Even though its budget was half a million dollars, Adeline looks and sounds like a professional movie that would ably fill the scheduling slots of a Hallmark or Christian TV network. The cinematography by Dan Parsons (Treasure Lies) is rich and autumnal in its color palate, and the use of dappled lighting and depth of field visual arrangements helps add an extra pleasing cinematic quality to the movie. The score is also quite nice by Erik Schroeder, a man with over 100 scoring titles to his name. It’s pleasant and twinkly without overwhelming the emotions on screen. The special effects with the tornado and its destructive wake are quite good for the budget. The acting is above average too. Mowder (Foxcatcher) is dignified, Chokachi (Baywatch) is perfectly flummoxed, Bethea (Fireproof) is winsome, and Gottesman (1-800-HOT-NITE) has a natural presence that makes me think she has even bigger opportunities on the horizon.
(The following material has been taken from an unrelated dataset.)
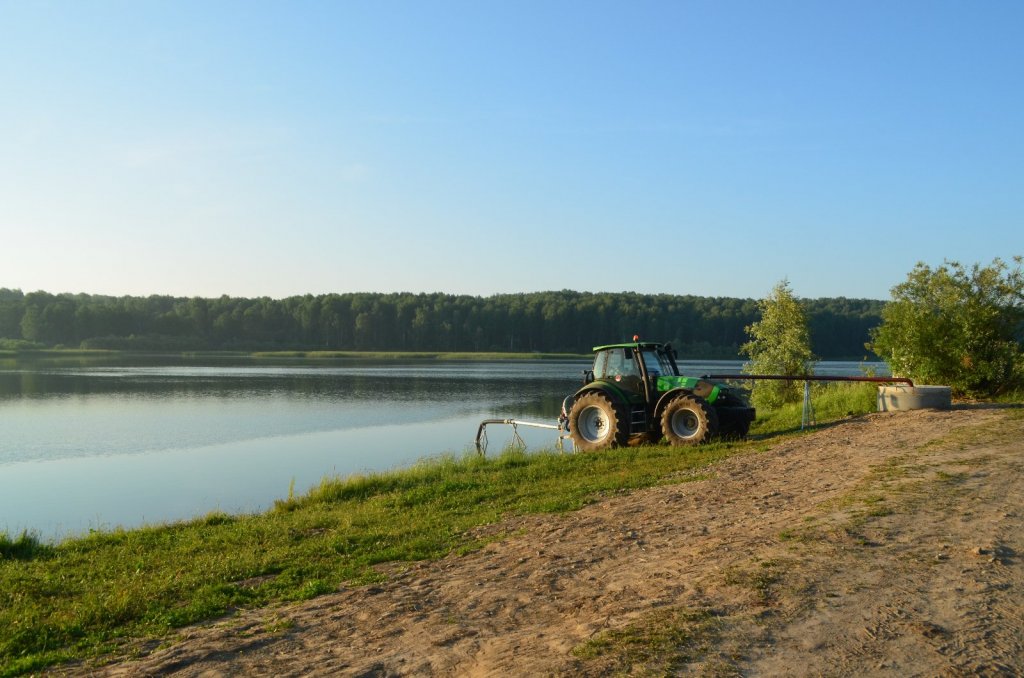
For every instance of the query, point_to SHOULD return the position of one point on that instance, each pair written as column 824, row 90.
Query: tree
column 780, row 344
column 956, row 326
Plus, there’s the always enjoyable Ralph Scott (Double Walker) as John’s unflappable friend and soothing voice of reason.
There is plenty to enjoy with Adeline. It’s a passion project where you can feel the affection of everyone, and James has an invisible ease behind the camera. The acting and technical merits are solid and the pacing keeps things moving smoothly. Where Adeline frustrated me is with its screenplay that settled too often on its staid formula. We’ve seen these kinds of movies before and Adeline rests upon that familiarity a little too often for me. Genre fans will find enough to satisfy them, and everything is kept at such a family-friendly level of nice (even the disagreements are short and never more than G-rated) that is wholesome without feeling overly maudlin. I think the screenplay could have done much more with its pieces, but my opinion is going to be a minority for the movie’s target audience. Adeline is a nice movie about good people experiencing good tidings and will leave many people feeling, mostly, good.